I had a rather interesting bug the other day.

On XBox, we're hooking and overriding everything we can in terms of memory allocation, both to get an overview of what is happening in the retrofitted-from-PC title, and to tweak and better control it. Since everything is statically linked, and there's support for this kind of stuff from the console, there's no need for nasty DLL injection hacks and other complicated stuff; you hook it, you start the app, and even before the first line of main executes you've seen tons of allocs fly by just from the CRT kicking itself up and running.
So we make a heap when we see the first request coming in, and direct some requests to that heap. The strange bug we saw was that data would be created, the app would continue booting for a while, and then suddenly the code decided to create the data again. Something like this:
struct heap_t
{
heap_t() : heap(0) {}
void create() { heap = make_xbox_heap(); }
void *heap;
};
heap_t the_heap;
void do_alloc()
{
if (!the_heap.heap)
the_heap.create(); // ***
... // alloc from the_heap
}
As said,
create() works fine,
heap != 0, it's all good... and then suddenly we start over and reach that line marked with *** again.
After some head scratching and going through the usual suspects (multithreading? out of bounds overwrite?), I thought of the C++ requirements for global objects. The spec says that these objects need to be constructed properly before execution first gets to any code in the module. There's no guarantee that all the global objects would, for example, be constructed (ie. have had their constructor called) before the first line of
main() is reached. There's also no guarantee about the order several global objects are constructed in; all objects in one single cpp file
will be constructed in top-to-bottom order, but the objects in
a.cpp may be created before those in
b.cpp, or after -- it's up to the compiler.

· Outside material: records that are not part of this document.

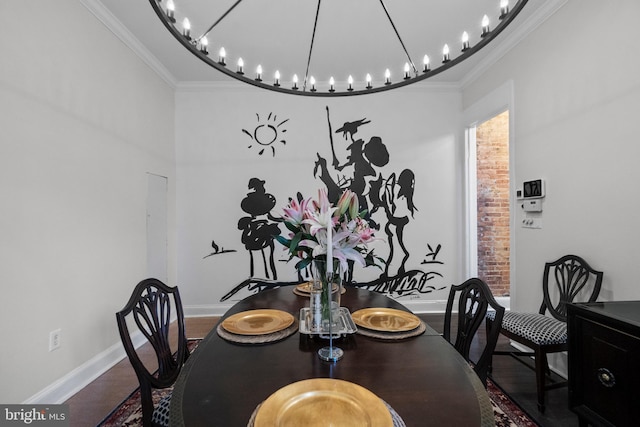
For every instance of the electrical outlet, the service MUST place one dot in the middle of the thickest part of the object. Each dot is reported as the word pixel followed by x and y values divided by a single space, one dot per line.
pixel 54 340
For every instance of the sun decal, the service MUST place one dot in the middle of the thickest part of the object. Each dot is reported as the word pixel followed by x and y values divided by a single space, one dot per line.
pixel 266 133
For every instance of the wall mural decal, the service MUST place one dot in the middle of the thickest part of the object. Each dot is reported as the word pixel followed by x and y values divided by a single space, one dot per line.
pixel 266 133
pixel 218 250
pixel 260 227
pixel 374 194
pixel 387 196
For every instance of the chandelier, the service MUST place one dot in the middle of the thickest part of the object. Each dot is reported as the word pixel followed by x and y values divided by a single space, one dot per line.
pixel 451 54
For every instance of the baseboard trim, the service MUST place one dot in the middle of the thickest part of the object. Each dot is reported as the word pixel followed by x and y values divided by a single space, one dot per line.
pixel 64 388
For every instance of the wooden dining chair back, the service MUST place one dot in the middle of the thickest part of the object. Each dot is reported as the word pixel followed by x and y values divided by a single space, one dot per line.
pixel 566 280
pixel 149 310
pixel 474 301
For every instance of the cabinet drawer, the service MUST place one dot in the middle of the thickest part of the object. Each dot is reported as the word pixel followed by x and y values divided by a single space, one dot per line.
pixel 607 376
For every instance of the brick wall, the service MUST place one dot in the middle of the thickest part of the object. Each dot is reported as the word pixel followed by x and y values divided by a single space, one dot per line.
pixel 492 138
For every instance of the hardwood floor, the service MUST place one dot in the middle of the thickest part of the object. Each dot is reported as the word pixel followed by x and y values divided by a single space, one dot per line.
pixel 93 403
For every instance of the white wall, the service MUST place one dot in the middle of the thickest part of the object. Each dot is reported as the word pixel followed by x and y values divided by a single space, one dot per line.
pixel 82 121
pixel 214 165
pixel 576 127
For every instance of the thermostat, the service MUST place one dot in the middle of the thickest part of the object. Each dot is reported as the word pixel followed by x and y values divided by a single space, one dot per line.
pixel 533 189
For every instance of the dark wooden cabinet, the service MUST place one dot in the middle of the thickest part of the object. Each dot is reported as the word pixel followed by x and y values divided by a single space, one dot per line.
pixel 604 362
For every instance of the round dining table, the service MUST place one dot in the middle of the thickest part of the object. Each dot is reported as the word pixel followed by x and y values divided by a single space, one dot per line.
pixel 423 378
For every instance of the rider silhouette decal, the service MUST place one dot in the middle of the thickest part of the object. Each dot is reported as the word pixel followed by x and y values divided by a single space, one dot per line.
pixel 393 195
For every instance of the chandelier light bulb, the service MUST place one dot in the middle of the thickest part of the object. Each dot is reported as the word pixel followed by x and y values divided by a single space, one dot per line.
pixel 445 53
pixel 465 41
pixel 485 26
pixel 186 28
pixel 504 8
pixel 425 62
pixel 171 9
pixel 204 42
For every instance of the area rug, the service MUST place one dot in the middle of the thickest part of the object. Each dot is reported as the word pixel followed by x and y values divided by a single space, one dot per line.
pixel 506 412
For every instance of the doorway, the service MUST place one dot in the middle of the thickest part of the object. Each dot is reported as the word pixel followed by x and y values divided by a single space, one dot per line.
pixel 492 185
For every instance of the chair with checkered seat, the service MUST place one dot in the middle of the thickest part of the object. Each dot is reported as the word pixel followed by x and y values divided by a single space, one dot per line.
pixel 566 280
pixel 149 310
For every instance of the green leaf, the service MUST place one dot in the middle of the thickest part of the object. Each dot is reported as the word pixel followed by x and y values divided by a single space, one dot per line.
pixel 291 227
pixel 283 241
pixel 303 263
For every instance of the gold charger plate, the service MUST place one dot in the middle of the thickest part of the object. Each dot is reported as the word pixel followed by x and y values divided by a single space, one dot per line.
pixel 257 322
pixel 385 319
pixel 321 402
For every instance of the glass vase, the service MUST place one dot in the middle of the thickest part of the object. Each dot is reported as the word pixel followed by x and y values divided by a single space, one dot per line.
pixel 325 298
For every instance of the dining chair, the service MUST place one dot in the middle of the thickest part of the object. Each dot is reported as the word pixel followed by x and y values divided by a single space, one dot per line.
pixel 149 310
pixel 474 300
pixel 566 280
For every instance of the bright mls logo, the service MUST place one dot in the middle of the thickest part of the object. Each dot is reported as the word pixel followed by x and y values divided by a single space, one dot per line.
pixel 37 415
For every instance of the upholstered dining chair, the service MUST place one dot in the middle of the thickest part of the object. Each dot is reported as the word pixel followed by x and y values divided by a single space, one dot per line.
pixel 566 280
pixel 474 301
pixel 150 310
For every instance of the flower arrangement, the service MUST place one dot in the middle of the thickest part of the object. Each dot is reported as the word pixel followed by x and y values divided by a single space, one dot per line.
pixel 308 223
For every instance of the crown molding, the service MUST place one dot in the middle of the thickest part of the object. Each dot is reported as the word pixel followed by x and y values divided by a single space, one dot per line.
pixel 520 32
pixel 119 30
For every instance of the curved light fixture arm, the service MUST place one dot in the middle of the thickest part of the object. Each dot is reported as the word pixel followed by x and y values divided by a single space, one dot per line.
pixel 505 19
pixel 224 15
pixel 313 37
pixel 399 38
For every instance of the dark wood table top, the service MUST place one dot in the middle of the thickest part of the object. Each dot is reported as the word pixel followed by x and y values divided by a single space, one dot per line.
pixel 423 378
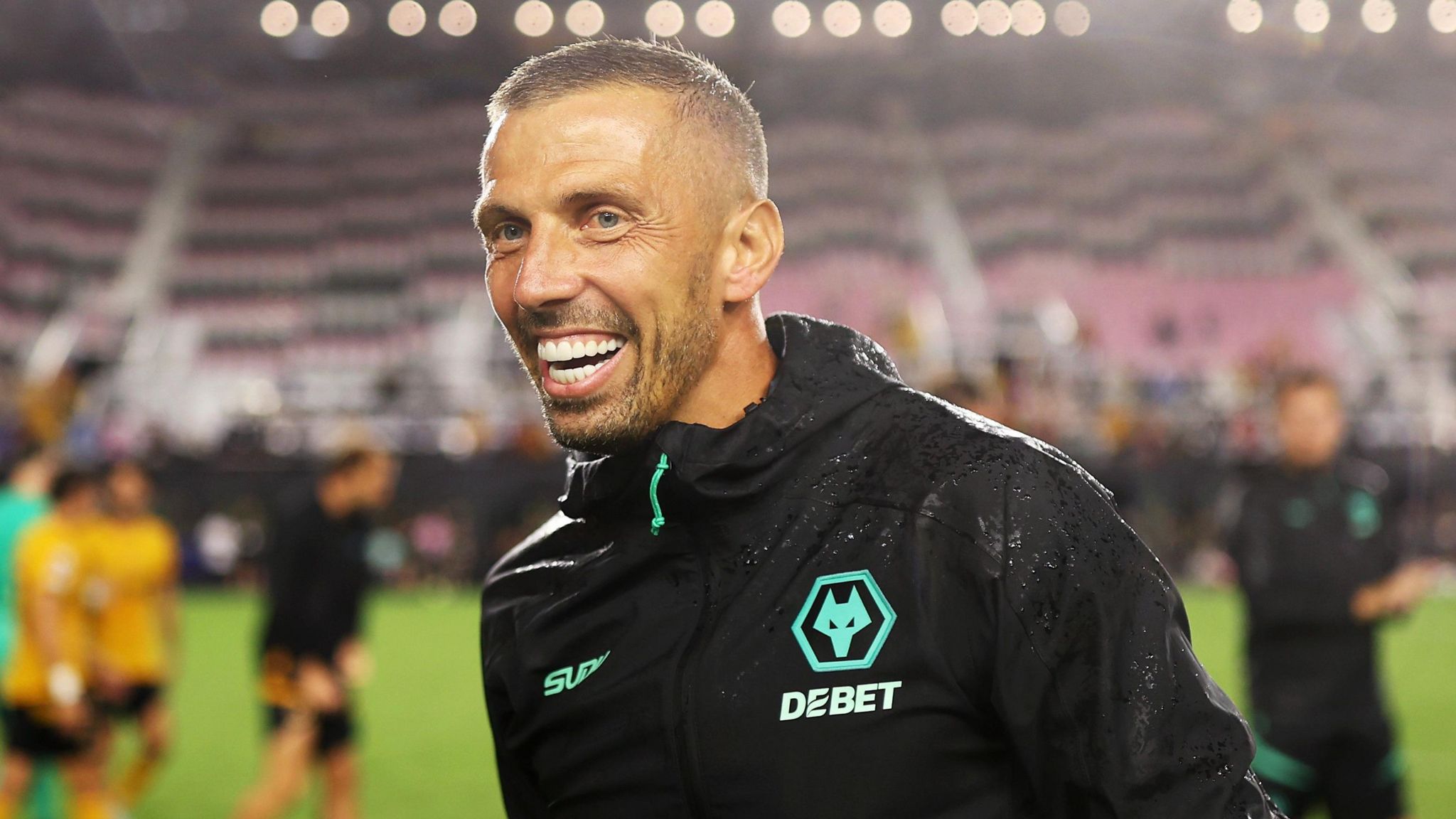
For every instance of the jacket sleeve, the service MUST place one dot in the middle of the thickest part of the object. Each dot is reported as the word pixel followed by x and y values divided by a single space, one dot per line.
pixel 1104 701
pixel 519 788
pixel 1278 587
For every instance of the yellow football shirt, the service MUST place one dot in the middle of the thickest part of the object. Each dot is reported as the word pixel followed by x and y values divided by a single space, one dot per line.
pixel 51 559
pixel 134 570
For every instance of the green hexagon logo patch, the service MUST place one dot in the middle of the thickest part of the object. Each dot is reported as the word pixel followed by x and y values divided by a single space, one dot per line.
pixel 843 623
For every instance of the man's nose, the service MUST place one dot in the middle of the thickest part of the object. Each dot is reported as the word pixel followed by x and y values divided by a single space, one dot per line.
pixel 550 272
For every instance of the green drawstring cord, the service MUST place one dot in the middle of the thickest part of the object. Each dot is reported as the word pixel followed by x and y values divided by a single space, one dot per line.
pixel 651 493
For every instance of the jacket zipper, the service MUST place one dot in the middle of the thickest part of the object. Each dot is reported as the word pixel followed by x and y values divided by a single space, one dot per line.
pixel 686 737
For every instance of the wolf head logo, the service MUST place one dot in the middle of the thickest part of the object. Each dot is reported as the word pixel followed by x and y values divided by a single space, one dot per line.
pixel 842 621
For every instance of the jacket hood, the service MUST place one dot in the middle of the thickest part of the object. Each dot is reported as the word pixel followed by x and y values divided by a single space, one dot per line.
pixel 825 372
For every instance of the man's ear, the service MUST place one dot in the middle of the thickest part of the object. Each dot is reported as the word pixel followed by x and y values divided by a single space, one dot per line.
pixel 756 241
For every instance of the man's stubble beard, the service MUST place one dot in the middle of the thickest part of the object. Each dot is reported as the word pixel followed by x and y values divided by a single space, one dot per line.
pixel 682 350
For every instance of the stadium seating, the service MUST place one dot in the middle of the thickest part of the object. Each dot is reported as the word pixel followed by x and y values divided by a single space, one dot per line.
pixel 75 173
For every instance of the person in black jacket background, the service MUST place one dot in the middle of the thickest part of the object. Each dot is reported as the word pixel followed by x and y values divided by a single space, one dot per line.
pixel 1321 564
pixel 311 641
pixel 782 583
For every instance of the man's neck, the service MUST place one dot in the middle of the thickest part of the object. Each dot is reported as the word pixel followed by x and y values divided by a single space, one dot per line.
pixel 739 376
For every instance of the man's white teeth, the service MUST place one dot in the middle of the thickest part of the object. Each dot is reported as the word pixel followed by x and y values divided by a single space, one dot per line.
pixel 574 373
pixel 565 352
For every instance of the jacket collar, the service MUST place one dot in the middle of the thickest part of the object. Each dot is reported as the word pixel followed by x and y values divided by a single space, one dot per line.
pixel 825 372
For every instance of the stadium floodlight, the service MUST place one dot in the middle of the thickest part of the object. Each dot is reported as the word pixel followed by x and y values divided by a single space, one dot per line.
pixel 331 18
pixel 893 18
pixel 793 18
pixel 1312 16
pixel 1072 18
pixel 533 18
pixel 458 18
pixel 665 18
pixel 995 16
pixel 584 18
pixel 1378 15
pixel 1443 16
pixel 714 18
pixel 280 18
pixel 842 18
pixel 960 18
pixel 1246 16
pixel 1027 18
pixel 407 18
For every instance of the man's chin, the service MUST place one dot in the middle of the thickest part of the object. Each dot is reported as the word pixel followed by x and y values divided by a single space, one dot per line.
pixel 589 429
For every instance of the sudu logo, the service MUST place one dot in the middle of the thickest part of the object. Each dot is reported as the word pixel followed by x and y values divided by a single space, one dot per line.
pixel 843 623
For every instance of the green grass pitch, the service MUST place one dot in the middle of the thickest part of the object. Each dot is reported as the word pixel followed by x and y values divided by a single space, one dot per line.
pixel 426 742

So... could it be that somehow the constructor got called twice? Is some other cpp file doing something weird with
extern heap_t the_heap?
Putting a breakpoint in the constructor reveals that it is called only once... and this
after we reached ***.
Ok, now the pieces fall together; what's happening is that we're so low in CRT-alloc-hook land, that we've managed to reach this code
before the compiler/CRT had a chance to go through the list of constructors to call for this file, properly initing
the_heap via
heap_t().
So... how come we didn't get crap in
the_heap.heap and nicely executed the *** line rather than carrying on with a corrupt heap handle? It's nicely zero, even in non-Debug builds...
Answer: because heap_t is a POD. Out with the spec again, a struct or class is a POD, or Plain Old Data(structure) if it has no virtuals, and all its members have a trivial constructor. In other words, a struct is a POD if it is so simple to construct, that the compiler can safely skip the constructor and just sort of "memset" the struct to zero and be done with it. And that's exactly what the spec demands:
heap_t is a POD, and so must be initialized with all zero.
So... did we just get very lucky (or unlucky) that the first alloc callback happened to come
after the memset, but
before the constructor call? In fact, why didn't the compiler skip the memset at all, seeing as the POD has a constructor?
My guess is that there's no memset at all, but rather the compiler just laid out all global PODs in a separate data section, and that data section is set up zero'd and all by the image loader.
So to sum up:
- the loader grabs zero'd memory from the OS for heap, the app starts, the first alloc comes in;
- we see a zero handle, and create a heap
- we service any further alloc requests
- at some point, flow reaches this file through regular (non-callback means)
- compiler sees this and makes sure heap_t() is called
- the handle is zero again, so we create one. Great, we just managed to leak an entire heap :)
God I love C++ :)
For a bedtime story, it's rather action-packed, don't you think? I know my kids won't sleep after reading them this.